2023 Cleveland Humanities Festival: WELLNESS Events

bright colored abstract drawing of hands reach out

Against Optimization

March 27th, 2023

Jia Tolentino is a staff writer at the New Yorker and the author of the essay collection Trick Mirror. Formerly, she was the deputy editor at Jezebel and a contributing editor at the Hairpin. Her talk focused on thinking toward radical alternate visions of value, aspiration, and potential. 

Your Healing is Killing Me

March 29th, 2023

Your Healing is Killing Me is a performance manifesto based on lessons learned in San Antonio free health clinics and New York acupuncture schools; from the treatments and consents of curanderas, abortion doctors, Marxist artists, community health workers, and bougie dermatologists. It is playwright Virginia Grise's reflections on living with post-traumatic stress disorder, anise, and eczema in the new age of trigger warnings, the master cleanse, and crowd-funded self-care.

Grise is a recipient of the Yale Drama Award, Whiting Writers' Award, the Princess Grace Award in Theatre Directing, and the Jerome Fellowship from the Playwrights Center. She is an alumna of the Soho Rep Writer/Director Lab, the Women's Project Theatre Lab and the NALAC Leadership Institute. She holds an MFA in Writing for Performance from the California Institute of the Arts and is The Mellon Foundation Playwright in Residence at Cara Mia Theatre in Dallas, Texas and a Matakyev Research Fellow at the Center for Imagination in the Borderlands at Arizona State University. 

The Emotional Lives of Teenagers: Raising Connected, Capable, and Compassionate Adolescents

April 3rd, 2023

In her talk, Lisa Damour discussed her latest book in which she addresses the fact that adolescent mental health isn't about feeling good, calm, or relaxed, but about having the right feelings at the right times, and knowing how to manage those feelings effectively: offers guidance on how to help teens open up, and how to keep teens from being overwhelmed by their emotions or feeling at the mercy of their moods; and provides concrete strategies for supporting teens as they manage their feelings at home, with their peers, online, and at school.

Damour îs an advisor to the Schubert Center for Child Studies and a clinical instructor in the Department of Psychological Sciences, and an author of numerous academic papers, chapters, and books related to education and child development, including her recent New York Times best seller, Untangled: Guiding Teenage Girls Through the Seven Transitions into Adulthood. This event is co-sponsored by the Schubert Center for Child Studies. 

What We Learned While Alone: Global Voices Speak to the Pandemic

April 11th, 2023

The anthology Dear Vaccine: Global Voices Speak to the Pandemic, a collection of poetry penned by people around the world sharing their experiences and responses to the pandemic, has been adapted as a theatrical production which premiered at the National Academy of Sciences.

The multi-media performance is part of the Global Vaccine Poem project, a collaboration between the Wick Poetry Center at Kent State University and The University of Arizona Poetry Center, and includes prompts which ask the audience to respond via text as part of the event.

Navigating Family Secrets and Healing Intergenerational Trauma: A Reading and Conversation with Cassandra Lane

April 18th, 2023

Cassandra Lane's memoir, We Are Bridges, weaves the story of her great-grandfather's lynching with her experience of becoming a mother, attempting to unearth the lives of her ancestors and provide her child with a family record. Lane confronts the limits of the archive as she weaves together the present day with the imagined lives of her great-grandparents Burt Bridges and Mary Magdalene Magee. In this haunting, poetic debut, Lane dares to construct a new story for herself and her family- one that encapsulates both the brutal inheritances of the past and the hope of Black futures to come. Cassandra Lane read from We Are Bridges and was in conversation with Dr. Michele Tracy Berger, Director of the Baker-Nord Center for the Humanities. 

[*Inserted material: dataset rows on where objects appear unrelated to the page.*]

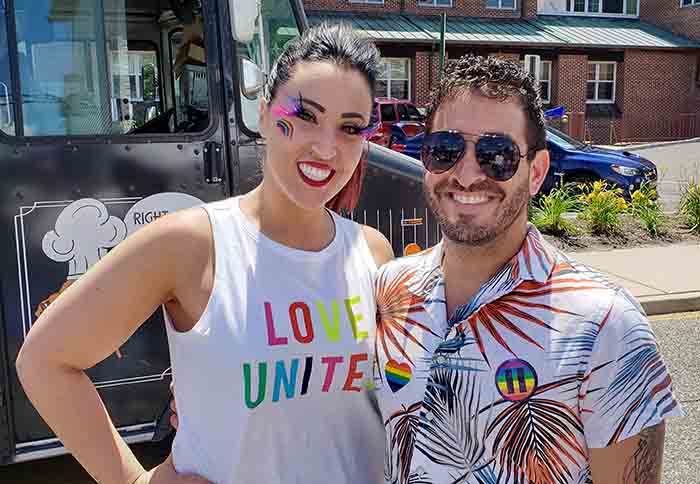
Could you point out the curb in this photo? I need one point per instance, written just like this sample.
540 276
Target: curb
647 146
670 303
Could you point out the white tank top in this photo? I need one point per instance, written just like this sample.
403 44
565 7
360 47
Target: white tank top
272 380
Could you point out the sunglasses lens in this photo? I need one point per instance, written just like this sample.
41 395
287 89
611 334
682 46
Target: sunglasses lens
498 156
441 151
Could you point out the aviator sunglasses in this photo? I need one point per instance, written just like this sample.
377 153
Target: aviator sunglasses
498 154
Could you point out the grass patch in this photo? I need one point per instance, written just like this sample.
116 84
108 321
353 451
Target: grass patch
548 213
602 208
646 207
689 207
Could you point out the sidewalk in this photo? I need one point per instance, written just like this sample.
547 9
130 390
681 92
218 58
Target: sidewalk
664 279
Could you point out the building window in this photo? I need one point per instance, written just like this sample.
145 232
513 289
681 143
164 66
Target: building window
394 78
435 3
601 82
620 7
546 81
504 4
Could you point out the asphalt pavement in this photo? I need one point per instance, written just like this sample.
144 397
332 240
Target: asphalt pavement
677 163
678 336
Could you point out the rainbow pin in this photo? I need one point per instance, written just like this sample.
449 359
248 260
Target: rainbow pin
516 380
397 374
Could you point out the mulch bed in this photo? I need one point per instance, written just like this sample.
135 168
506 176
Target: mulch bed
631 234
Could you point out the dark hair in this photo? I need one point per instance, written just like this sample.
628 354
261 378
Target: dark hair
493 78
340 45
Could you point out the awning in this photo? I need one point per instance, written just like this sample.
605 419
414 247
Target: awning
545 31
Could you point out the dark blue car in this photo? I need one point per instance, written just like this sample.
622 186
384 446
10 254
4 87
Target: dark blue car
571 160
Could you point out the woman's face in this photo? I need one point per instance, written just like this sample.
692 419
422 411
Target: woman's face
313 128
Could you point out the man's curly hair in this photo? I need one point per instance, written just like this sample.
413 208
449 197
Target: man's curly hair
493 78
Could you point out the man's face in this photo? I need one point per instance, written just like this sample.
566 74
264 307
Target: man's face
473 209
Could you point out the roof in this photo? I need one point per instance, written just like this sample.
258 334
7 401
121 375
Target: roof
552 31
377 27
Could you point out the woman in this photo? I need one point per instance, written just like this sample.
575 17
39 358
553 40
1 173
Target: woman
268 298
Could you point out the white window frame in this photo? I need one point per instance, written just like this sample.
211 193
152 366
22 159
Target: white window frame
388 79
599 13
433 4
598 81
544 63
501 7
548 65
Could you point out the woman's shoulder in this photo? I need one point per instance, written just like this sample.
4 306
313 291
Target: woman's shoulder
379 246
377 243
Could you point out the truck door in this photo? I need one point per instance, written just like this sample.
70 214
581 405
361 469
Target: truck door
111 115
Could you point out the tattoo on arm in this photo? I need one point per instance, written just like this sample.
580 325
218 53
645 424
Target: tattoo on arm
644 467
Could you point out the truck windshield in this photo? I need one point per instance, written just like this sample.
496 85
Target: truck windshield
276 27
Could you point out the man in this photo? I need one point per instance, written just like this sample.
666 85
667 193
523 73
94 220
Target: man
499 359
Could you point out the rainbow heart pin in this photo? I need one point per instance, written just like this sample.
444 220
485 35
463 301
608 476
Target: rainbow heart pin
397 374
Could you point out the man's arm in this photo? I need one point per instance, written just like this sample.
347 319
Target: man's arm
636 460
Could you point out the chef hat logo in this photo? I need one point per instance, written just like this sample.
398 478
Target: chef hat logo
84 232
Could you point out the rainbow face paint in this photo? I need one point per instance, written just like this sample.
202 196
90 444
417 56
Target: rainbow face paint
285 127
369 131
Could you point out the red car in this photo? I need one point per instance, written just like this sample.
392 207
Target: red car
388 111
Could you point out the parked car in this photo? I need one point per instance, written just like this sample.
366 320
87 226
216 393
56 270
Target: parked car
388 111
570 161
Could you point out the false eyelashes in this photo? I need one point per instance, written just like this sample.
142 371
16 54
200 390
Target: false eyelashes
294 108
285 127
369 131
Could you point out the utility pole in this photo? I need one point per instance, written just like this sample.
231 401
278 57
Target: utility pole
443 30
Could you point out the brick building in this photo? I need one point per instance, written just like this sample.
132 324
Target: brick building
626 70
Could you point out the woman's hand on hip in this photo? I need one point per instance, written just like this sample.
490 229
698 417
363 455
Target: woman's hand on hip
165 473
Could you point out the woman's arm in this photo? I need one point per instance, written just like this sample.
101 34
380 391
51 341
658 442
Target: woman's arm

Cassandra Lane is a writer and editor based in Los Angeles. Lane received her MFA from Antioch University, LA. Her stories have appeared in the New York Times's Conception series, the Times-Picayune, the Atlanta Journal Constitution, and elsewhere. She is the managing editor of L.A. Parent magazine and formerly served on the board of the AROHO Foundation. This event is co-sponsored by Cleveland Public Library.

The American Dream

May 20th, 2023

This event was apart of The Cleveland Orchestra's first Jack, Joseph, and Morton Mandel Opera and Humanities Festival, which places the opera La Fanciulla del West at its heart. In the inaugural event, the festival explored music created by composers of different nationalities, and will include discussions that address questions of migration, race, ethnicity, gender, and access, while exploring the ideas that constitute the American Dream: hope, promise, opportunity, progress. Robust conversations about the American Dream expressed by participants sharing diverse viewpoints from across political, social, economic, and cultural spectrums will be the focus.